Di Balendah, Kabupaten Bandung, pria berinisial TT berusia 36 tahun, tidak tahu apa yang dia pikirkan hingga ia tega membunuh AD (29), temannya sendiri, karena masalah yang bisa dibilang sepele.
Pembunuhan TT terhadap AD (29) terjadi pada Minggu (29/10/2023) lalu. Pelaku TT (36) tega melakukan pembunuhan ini karena tidak terima korban AD (29) dikeluarkan dari Grup Whatsapp (WA).
Dilaporkan bahwa keduanya berbicara di grup WA sebelum pembunuhan. Korban AD menganggap ucapan pelaku TT sebagai ejekan, sehingga mengeluarkannya dari grup WA. TT pun mengunjungi korban AD untuk bertanya tentang perasaannya mengenai alasannya dikeluarkan dari grup WA.
Korban sempat menanyakan keberadaan tersangka kepada temannya, kata polisi. Korban mengejar TT dan memukul bagian belakang kepala tersangka.
Setelah itu, TT membalikkan badan korban dan mendorongnya hingga terjatuh. Kemudian, TT mengeluarkan pisau yang disimpan di tas pinggangnya dan menusuk dada kiri korban. Selain itu, TT menusuk jari kiri dan tangan kiri korban AD sekali lagi.

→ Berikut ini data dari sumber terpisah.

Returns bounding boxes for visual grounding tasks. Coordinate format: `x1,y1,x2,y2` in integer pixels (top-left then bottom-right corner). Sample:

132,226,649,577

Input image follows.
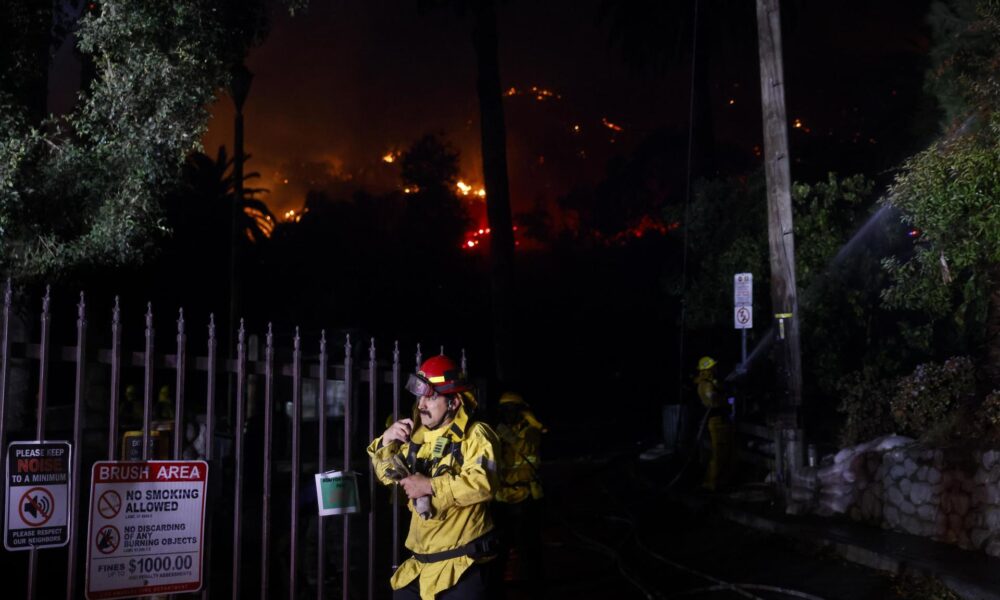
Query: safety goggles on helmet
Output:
406,373,438,398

Polisi menyatakan, “Korban menderita luka tusuk di dada kiri yang menembus ke jantung, lengan, dan jari tangan. Dari hasil autopsi, korban meninggal akibat luka di dada kiri yang mengakibatkan robek pada jantung.” Dari olah Tempat Kejadian Perkara (TKP), Kusworo mengatakan, tersangka diamankan pada hari yang sama sekitar pukul 23.00 WIB di rumahnya Desa Malakasari, Kecamatan Balendah. “Tersangka kami jerat dengan Pasal 351 ayat (3) tentang penganiayaan hingga korban meninggal dilapis Pasal 338 KUHP tentang pembunuhan dengan ancaman hukuman 15 tahun penjara,” tandas polisi.